Have you ever noticed how most of the talk in beauty parlours and salons revolves around relationship statuses? Of course, the primary talk is about the latest facial treatment and the latest hair colour product, but once you have chosen what you want to get done and then relax on the chair while the beautician works; the talk inevitably shifts to marriages, engagements and the like.

This phenomenon is more common in the beauty salons that are very local and run by the neighbourhood auntie. Put off by the prohibitory costs of professional salons, most of us go there. While no salon auntie has come right out and asked me about my relationship status, I see that talk going on all around me with the multiple women beautifying themselves there.

The talk usually starts with someone coming in there for a special treatment as they are soon going to be a guest or a bridesmaid in some wedding. The talk then veers to some dress or style of make up seen at a previous wedding and from there on starts the discussion about whose wedding is coming up, who will get engaged and who seemingly has no hope.

While salons and parlours are the place women bond at and most female bonding occurs over relationship discussions, somehow I find myself disconcerted if parlour chatter is only about impending marriages. It leaves me with a mild dread that sooner or later someone will ask me about my marital status and it will go all downhill from there.

Then I also wonder if I would be more comfortable with my single status if there were no automatic judgements and opinions attached to it. Will it be easier if no one ever asked or even if they asked, they never made my single status into a character flaw? Will it be better if they still considered me ‘normal’?

But then again, is it necessary to be single and a particular way? Like the discussion about singleness is divided into two categories. One category is the single who is happy being single. The other is the single who is bitter about being single. And who decides which is a better kind of single? Some singles struggle with the singleness for a while and then eventually accept it and just stay happy about it. Some are happy from the word go. Yet others have some days of bitterness and more days of just an emptiness. But if you show any amount of unhappiness at being single, you are advised to become happy or start trusting in God’s will and somehow accept it quickly, just so that the other person doesn’t have to feel uncomfortable. Why is it not okay to be single but not like it or accept it wholly. Maybe some of us don’t have a zen attitude.

Funnily the same kind of judgement doesn’t happen when it comes to some other losses or lacks in life. Say someone doesn’t have children or lost a child and they remain bitter about it for years, people are more ‘adjusting’ about it. They try to ‘understand’ and generally refrain from commenting on the bitterness or lack of acceptance of that person. That is a life event, just as marriage is. So why is the same empathy not given to a single person? Why the look of sympathy or one of disdain when it comes to a single person?

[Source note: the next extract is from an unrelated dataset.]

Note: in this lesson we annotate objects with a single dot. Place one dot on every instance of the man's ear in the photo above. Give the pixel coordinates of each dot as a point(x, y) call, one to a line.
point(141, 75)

Why the automatic assumption that they didn’t try hard enough or that it is their fault that they are single? When we can have a fatalistic attitude about other life events and empathise with the grief that comes with its non-fruition, why not the same for marriage and a lack of it?

But there is a question I have wondered about. Is it easier for single men out there than single women and by single men I mean those who have crossed 35-40 and are still single, is it easy for you guys or is it as difficult as a woman of the same age that is single? Do you get judged or is it just us women?